# my first wild adult bird rehab.



## spirit wings (Mar 29, 2008)

here is Sid, he is very spunky and bites!...he has a broken wing that we are waiting another 14 days to check it to see if he can be released, a good samaritan brought him in here to the clinic and I will taking him home to care for him. hope he can go back to the tree tops where he is happiest... I will feed him wild bird seed...any other tips on feed or anything else is very welcomed
1


----------



## j_birds (Sep 8, 2008)

Glad he came your way, so I know he will get good care. Jim


----------



## Lovebirds (Sep 6, 2002)

spirit wings said:


> here is Sid, he is very spunky and bites!...he has a broken wing that we are waiting another 14 days to check it to see if he can be released, a good samaritan brought him in here to the clinic and I will taking him home to care for him. hope he can go back to the tree tops where he is happiest... I will feed him wild bird seed...any other tips on feed or anything else is very welcomed
> 1


Bigger picture???? Please?? Glad you're taking care of him. He's so little, how hard can he bite??? LOL


----------



## Maggie-NC (Jun 22, 2005)

LOL< I adore Cardinals - especially as babies. I'm so glad someone found him and took him to get his wing fixed.

They are primarily seed eaters - love unshelled sunflower seed and other small seed. Give him cut up grapes, apples and kale to round out his diet.

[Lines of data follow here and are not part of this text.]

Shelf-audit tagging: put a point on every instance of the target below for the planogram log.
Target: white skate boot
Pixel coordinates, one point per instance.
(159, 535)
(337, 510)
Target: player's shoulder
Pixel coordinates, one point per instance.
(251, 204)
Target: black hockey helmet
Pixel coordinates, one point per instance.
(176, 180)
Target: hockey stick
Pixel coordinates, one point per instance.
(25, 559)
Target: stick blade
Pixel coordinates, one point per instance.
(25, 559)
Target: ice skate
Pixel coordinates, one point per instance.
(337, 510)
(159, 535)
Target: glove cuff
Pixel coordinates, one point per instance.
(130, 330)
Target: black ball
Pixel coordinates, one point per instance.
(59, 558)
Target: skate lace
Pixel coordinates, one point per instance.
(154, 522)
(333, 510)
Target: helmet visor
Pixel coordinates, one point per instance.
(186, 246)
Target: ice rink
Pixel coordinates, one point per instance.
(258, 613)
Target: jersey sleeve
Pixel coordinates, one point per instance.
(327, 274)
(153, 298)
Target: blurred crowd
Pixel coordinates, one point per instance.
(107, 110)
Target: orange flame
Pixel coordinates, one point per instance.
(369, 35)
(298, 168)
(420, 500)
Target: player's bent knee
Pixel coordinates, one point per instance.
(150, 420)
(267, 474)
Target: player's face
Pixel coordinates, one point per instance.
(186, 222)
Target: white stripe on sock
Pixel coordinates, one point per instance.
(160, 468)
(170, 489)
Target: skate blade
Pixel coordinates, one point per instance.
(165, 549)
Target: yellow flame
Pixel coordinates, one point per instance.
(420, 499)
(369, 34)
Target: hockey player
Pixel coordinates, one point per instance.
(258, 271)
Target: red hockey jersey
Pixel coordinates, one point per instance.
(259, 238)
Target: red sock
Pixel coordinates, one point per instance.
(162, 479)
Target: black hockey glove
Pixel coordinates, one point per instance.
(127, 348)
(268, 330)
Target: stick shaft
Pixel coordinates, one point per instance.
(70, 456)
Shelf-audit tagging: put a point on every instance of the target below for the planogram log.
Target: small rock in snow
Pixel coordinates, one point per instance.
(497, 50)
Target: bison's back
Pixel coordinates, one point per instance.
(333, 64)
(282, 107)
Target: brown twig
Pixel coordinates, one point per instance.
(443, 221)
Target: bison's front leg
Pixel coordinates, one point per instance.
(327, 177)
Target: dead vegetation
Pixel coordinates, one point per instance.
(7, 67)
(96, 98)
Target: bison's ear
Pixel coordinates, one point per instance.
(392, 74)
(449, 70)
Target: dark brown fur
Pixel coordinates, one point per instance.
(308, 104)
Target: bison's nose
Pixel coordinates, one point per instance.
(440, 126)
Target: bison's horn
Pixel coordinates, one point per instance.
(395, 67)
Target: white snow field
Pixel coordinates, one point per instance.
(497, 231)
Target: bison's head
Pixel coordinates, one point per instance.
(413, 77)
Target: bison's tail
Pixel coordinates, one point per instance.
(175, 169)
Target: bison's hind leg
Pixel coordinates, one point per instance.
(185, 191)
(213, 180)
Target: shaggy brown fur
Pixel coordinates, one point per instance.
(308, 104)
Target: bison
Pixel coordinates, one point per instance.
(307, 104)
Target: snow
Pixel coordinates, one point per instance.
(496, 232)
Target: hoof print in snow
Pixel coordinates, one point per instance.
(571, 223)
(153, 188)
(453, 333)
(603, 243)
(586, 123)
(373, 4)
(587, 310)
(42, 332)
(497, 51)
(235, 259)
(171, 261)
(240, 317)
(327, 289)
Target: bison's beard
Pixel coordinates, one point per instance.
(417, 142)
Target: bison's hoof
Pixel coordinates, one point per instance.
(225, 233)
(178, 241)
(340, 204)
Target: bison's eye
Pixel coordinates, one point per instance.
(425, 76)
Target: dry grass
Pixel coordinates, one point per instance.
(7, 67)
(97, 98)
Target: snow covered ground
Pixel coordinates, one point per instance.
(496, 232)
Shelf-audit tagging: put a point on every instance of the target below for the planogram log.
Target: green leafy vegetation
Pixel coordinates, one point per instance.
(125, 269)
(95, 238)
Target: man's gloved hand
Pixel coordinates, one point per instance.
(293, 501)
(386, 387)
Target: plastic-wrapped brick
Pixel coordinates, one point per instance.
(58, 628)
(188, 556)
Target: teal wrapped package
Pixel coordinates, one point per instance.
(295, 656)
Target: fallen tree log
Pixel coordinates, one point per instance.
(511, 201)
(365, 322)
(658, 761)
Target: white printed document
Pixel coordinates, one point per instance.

I hope your clinic was able to get the location he came from and, if at all possible, try to put him back in that same location. He probably has a mate and, you know, spring is right around the corner!

Another thing - try not to keep him too warm if you plan to release him after his wing heals. It will still be cold outside and he will fare better going from a cool room to the cold outside again.

Renee, they can bite - really hard. That beak is like really strong!!!!


----------



## spirit wings (Mar 29, 2008)

Lovebirds said:


> Bigger picture???? Please?? Glad you're taking care of him. He's so little, how hard can he bite??? LOL


sorry, Im at work and I saved it to small and I don't know how to undo that....he does bite hard...that beak can break nuts!


----------



## spirit wings (Mar 29, 2008)

Lady Tarheel said:


> LOL< I adore Cardinals - especially as babies. I'm so glad someone found him and took him to get his wing fixed.
> 
> They are primarily seed eaters - love unshelled sunflower seed and other small seed. Give him cut up grapes, apples and kale to round out his diet.
> 
> ...


Thanks maggie for the diet info, thats a big help. we do know where he was located, but he is here because a cat chased him and he got injured, and I guess the place is full of cats...so I dunno if i should chance release there.....?? should I?....great idea about the warm room...thanks for that, he is a spunky pretty bird, he is eating great...hope he heals well....


----------



## Skyeking (Jan 17, 2003)

Congratulations on your first rehab, thank you for helping him.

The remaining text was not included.